What is a High-Level Database?

Much like how high-level programming languages like Python abstract away technical complexities to simplify development, CapyDB abstracts the complexities of different database architectures. By integrating NoSQL, vector, and object storage under one system, it provides developers with an accessible, powerful platform to manage the diverse data needs of LLM applications—without requiring expertise in multiple types of databases.
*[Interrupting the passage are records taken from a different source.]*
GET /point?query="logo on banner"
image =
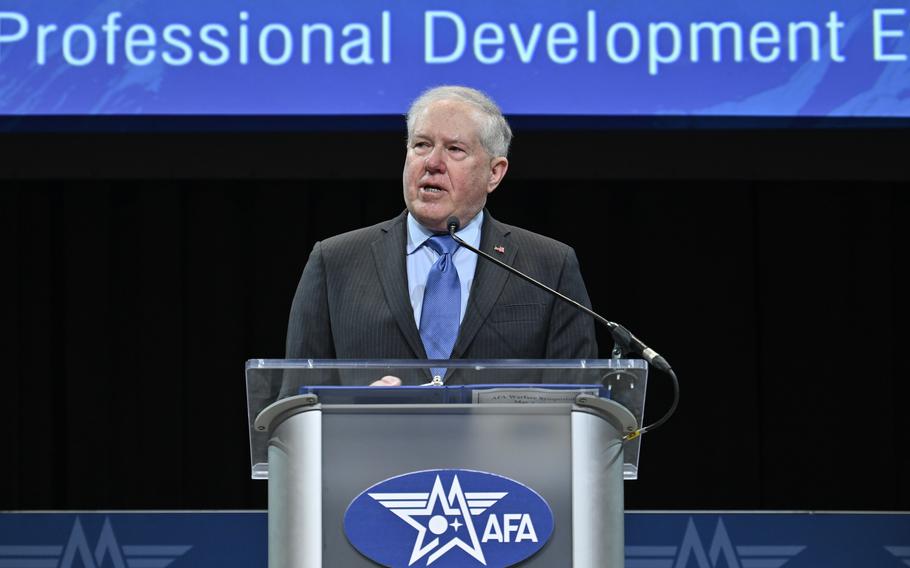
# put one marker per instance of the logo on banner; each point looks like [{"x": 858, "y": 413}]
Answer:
[
  {"x": 448, "y": 518},
  {"x": 720, "y": 552},
  {"x": 77, "y": 552}
]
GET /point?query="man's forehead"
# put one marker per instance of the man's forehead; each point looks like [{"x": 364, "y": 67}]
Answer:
[{"x": 450, "y": 119}]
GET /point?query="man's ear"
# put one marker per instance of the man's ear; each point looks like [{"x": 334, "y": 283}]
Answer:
[{"x": 498, "y": 168}]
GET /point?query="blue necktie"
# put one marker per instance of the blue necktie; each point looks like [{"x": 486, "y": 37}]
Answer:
[{"x": 441, "y": 312}]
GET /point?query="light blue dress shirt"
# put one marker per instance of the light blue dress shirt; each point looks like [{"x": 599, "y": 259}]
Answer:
[{"x": 420, "y": 260}]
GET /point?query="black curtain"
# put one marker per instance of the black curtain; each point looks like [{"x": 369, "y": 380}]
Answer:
[{"x": 129, "y": 305}]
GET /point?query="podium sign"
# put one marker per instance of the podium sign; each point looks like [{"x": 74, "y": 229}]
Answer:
[{"x": 510, "y": 461}]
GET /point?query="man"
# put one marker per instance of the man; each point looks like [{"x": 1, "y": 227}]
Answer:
[{"x": 392, "y": 291}]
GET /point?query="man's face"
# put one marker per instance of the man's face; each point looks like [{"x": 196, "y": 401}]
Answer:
[{"x": 446, "y": 170}]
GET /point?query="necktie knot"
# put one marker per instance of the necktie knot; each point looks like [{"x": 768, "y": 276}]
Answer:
[{"x": 442, "y": 244}]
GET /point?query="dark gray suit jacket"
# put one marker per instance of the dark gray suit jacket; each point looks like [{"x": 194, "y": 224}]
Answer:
[{"x": 352, "y": 300}]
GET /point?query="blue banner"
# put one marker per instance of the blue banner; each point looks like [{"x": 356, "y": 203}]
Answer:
[
  {"x": 839, "y": 58},
  {"x": 653, "y": 540}
]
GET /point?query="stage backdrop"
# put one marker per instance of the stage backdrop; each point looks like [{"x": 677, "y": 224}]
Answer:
[{"x": 844, "y": 58}]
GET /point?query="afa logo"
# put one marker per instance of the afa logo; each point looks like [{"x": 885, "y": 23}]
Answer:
[
  {"x": 448, "y": 518},
  {"x": 78, "y": 552}
]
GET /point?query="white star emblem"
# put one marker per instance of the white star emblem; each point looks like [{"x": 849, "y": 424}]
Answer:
[{"x": 457, "y": 504}]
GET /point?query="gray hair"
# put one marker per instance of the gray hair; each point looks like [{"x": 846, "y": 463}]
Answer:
[{"x": 495, "y": 134}]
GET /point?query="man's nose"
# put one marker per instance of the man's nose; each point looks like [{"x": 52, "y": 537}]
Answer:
[{"x": 436, "y": 162}]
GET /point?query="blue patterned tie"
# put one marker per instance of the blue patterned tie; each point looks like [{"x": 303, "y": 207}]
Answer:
[{"x": 440, "y": 315}]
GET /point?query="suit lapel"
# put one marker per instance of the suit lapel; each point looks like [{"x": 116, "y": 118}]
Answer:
[
  {"x": 489, "y": 281},
  {"x": 391, "y": 266}
]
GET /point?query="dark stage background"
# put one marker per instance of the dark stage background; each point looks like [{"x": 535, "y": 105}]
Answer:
[{"x": 140, "y": 271}]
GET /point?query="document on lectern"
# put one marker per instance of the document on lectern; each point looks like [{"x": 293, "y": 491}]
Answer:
[{"x": 531, "y": 395}]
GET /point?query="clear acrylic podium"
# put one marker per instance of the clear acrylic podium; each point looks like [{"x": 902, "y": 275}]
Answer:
[{"x": 556, "y": 426}]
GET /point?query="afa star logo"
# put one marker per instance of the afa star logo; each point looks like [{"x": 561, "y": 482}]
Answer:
[
  {"x": 77, "y": 552},
  {"x": 721, "y": 551},
  {"x": 467, "y": 518},
  {"x": 440, "y": 508}
]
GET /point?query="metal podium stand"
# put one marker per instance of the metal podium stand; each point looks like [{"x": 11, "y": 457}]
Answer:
[{"x": 555, "y": 427}]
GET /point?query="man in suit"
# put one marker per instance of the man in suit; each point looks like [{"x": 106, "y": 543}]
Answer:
[{"x": 370, "y": 293}]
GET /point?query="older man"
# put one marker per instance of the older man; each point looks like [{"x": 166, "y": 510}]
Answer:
[{"x": 403, "y": 289}]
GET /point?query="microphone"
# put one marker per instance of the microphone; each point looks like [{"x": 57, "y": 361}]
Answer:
[{"x": 621, "y": 335}]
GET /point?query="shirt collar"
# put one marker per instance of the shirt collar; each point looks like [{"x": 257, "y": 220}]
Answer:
[{"x": 418, "y": 234}]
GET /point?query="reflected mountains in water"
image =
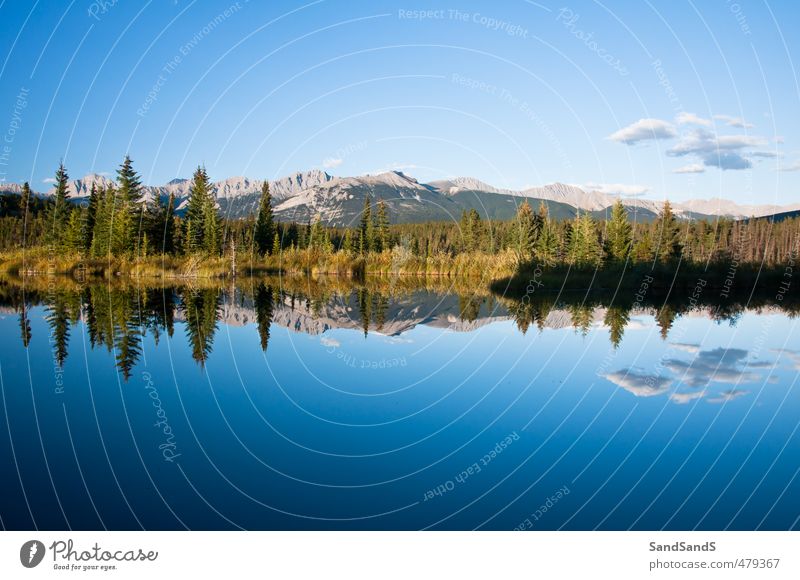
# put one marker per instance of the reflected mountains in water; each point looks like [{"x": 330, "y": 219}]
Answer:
[{"x": 119, "y": 315}]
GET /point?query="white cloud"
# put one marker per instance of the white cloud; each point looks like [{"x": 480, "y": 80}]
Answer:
[
  {"x": 683, "y": 398},
  {"x": 717, "y": 151},
  {"x": 719, "y": 365},
  {"x": 691, "y": 168},
  {"x": 703, "y": 142},
  {"x": 729, "y": 395},
  {"x": 691, "y": 119},
  {"x": 686, "y": 346},
  {"x": 794, "y": 166},
  {"x": 644, "y": 130},
  {"x": 626, "y": 189},
  {"x": 792, "y": 355},
  {"x": 331, "y": 162},
  {"x": 639, "y": 384},
  {"x": 727, "y": 161},
  {"x": 734, "y": 121}
]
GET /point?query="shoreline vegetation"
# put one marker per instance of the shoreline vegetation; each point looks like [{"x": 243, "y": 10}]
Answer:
[
  {"x": 120, "y": 313},
  {"x": 116, "y": 233}
]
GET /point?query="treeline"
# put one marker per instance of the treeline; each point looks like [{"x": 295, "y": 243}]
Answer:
[{"x": 117, "y": 222}]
Benefits of a High-Level Database

CapyDB offers several key advantages for developers:

Cost Efficiency: No need to maintain separate servers or databases—CapyDB handles these tasks, reducing infrastructure costs and making it more affordable.
Time Savings: Built-in solutions streamline setup and management, allowing developers to focus on building applications instead of managing backends.
Ease of Use: Industry-leading data processing pipelines reduce the need for specialized knowledge, saving time and avoiding the need for additional hires.

Components of CapyDB

1. NoSQL (Document) Database

CapyDB includes a Mongo-compatible NoSQL database for flexible document-based storage and querying, making it easy for developers familiar with MongoDB tools.

2. Vector Database

CapyDB integrates a high-performance vector database that supports:

Vector Storage in Documents: Embedding vector data (e.g., text embeddings) directly within documents for efficient management.
Semantic Indexing: Advanced retrieval and similarity searches, crucial for LLM and AI applications.

3. Object Storage

CapyDB's object storage manages unstructured data like files and images, complementing its structured and vector data capabilities.

EmbJSON (Extended JSON Types)

CapyDB extends the standard BSON (Binary JSON) format with EmbJSON (CapyDB Extended JSON), which simplifies managing and querying complex data structures like text embeddings. EmbJSON is key to CapyDB's database abstraction and is explained further in EmbJSON Overview.